Face to Face
In the days following October 7, Meydad Eliyahu (b. 1983) began drawing the faces of the hostages in his sketchbook. Almost daily, he shared a new portrait on social media—an act that was simultaneously artistic, consequential, and human. By the project’s end, six sketchbooks had accumulated, documenting an ongoing search through repeated attempts and variations: a sustained effort to capture the faces of hundreds of civilians and soldiers—Israelis and foreign residents—abducted to the Gaza Strip during the Simchat Torah massacre. In the early months, uncertainty about the victims’ identities led Eliyahu to draw more portraits than the number of confirmed hostages.
These faces soon became familiar in Israeli homes and public spaces, appearing on posters at demonstrations worldwide—and, at times, torn from walls on academic campuses. Although Eliyahu typically avoids working from photographs, here he repeatedly reworked existing images, reimagining them through drawing. In doing so, he removed the smiles and accessories present in the original photographs, seeking instead to convey the hostages’ condition in captivity.
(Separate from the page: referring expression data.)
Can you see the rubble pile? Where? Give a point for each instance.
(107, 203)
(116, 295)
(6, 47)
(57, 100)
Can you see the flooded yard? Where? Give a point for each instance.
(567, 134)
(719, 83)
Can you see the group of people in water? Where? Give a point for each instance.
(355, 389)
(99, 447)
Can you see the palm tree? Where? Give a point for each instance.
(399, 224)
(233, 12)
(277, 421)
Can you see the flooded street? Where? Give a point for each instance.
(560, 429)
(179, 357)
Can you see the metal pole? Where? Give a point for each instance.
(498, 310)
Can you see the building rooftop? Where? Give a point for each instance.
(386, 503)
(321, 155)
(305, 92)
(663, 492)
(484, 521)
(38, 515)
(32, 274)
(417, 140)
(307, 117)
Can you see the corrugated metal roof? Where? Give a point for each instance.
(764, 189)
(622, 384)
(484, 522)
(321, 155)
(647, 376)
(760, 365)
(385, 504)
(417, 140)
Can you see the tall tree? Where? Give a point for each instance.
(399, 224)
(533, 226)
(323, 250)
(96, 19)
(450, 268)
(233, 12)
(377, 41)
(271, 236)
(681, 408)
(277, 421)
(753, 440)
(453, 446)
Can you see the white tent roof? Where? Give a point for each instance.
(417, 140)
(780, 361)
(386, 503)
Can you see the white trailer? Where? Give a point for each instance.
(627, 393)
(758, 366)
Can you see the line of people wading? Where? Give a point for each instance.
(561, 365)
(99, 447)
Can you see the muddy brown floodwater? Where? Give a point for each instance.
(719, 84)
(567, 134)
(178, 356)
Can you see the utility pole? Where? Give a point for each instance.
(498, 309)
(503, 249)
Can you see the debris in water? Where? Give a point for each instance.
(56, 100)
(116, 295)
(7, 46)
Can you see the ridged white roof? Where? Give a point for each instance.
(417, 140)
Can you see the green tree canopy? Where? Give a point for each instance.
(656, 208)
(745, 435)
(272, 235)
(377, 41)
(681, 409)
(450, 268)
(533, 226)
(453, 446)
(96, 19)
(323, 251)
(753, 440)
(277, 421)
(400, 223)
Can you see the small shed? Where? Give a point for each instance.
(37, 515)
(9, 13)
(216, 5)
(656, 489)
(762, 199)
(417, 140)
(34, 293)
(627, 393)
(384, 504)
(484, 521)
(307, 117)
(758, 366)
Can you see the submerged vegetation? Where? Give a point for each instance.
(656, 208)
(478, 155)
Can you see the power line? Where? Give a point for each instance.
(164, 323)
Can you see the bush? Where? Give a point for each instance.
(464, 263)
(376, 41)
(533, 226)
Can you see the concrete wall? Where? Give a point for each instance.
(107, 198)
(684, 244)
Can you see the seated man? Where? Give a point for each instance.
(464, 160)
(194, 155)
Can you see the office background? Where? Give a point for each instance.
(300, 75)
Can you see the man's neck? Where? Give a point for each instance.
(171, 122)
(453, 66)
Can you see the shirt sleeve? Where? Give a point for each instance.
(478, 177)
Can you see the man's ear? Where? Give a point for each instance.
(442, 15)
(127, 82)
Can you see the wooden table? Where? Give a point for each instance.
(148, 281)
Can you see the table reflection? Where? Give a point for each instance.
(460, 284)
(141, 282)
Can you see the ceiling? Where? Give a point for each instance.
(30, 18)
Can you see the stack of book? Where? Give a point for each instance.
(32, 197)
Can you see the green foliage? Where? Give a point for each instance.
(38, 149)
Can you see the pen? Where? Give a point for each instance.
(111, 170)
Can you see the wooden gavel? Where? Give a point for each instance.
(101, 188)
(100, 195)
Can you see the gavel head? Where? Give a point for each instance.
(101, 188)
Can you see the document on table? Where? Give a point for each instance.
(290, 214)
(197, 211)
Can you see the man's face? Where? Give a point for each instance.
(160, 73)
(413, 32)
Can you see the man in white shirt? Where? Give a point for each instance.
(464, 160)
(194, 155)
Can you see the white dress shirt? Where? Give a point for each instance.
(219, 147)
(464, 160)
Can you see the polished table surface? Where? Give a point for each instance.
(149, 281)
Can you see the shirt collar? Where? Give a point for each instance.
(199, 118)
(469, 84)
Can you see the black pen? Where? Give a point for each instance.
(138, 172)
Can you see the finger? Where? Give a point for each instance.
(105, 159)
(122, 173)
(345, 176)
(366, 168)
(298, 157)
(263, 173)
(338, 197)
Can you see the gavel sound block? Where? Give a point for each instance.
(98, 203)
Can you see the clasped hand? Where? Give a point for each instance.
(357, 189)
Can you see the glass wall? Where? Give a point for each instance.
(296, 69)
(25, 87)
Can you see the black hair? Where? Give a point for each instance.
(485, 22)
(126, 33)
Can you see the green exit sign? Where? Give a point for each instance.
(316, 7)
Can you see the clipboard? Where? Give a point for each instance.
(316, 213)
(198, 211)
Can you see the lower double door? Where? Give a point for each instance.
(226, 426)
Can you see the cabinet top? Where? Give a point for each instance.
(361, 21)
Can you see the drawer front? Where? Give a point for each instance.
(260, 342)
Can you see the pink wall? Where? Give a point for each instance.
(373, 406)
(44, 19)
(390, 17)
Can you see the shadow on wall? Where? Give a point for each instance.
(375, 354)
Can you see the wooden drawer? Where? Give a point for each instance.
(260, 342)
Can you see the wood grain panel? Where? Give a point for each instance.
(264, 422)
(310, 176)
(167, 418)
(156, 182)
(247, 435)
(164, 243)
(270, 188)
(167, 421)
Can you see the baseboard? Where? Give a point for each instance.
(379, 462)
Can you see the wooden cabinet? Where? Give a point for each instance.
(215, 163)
The portraits were created on site in the fields of Kibbutz Ruhama and in a barn at Kibbutz Nahal Oz, then a closed military zone, where Eliyahu arrived as part of the community-based art project — ZUMU Sha’ar HaNegev. Working from direct observation, he continued his practice as a documentary painter, recording people, landscapes, and scenes of agricultural labor—an activity closely tied to the pioneering ethos and early rebuilding of the State of Israel. Rather than depicting heroism, Eliyahu focuses on individuals striving, amid grief and uncertainty, to maintain the most basic routines of daily life.
Also displayed are works from Between Battles, a series created shortly before the ceasefire. Framed within elongated circular forms, these scenes echo familiar images of war yet are rendered in a distinct palette that introduces a restrained note of optimism. Across all three series, documentary impulses prevail, as news imagery is translated into a singular artistic language.
Meydad Eliyahu (b. 1983) is a multidisciplinary artist, curator, and art educator. He is a graduate of the Jerusalem Studio School, founded by Israel Hershberg, and a recipient of numerous awards, including the 2016 Ministry of Culture Young Artist Award and the 2011 Shoshana Ish-Shalom Prize. He lives and works in Jerusalem.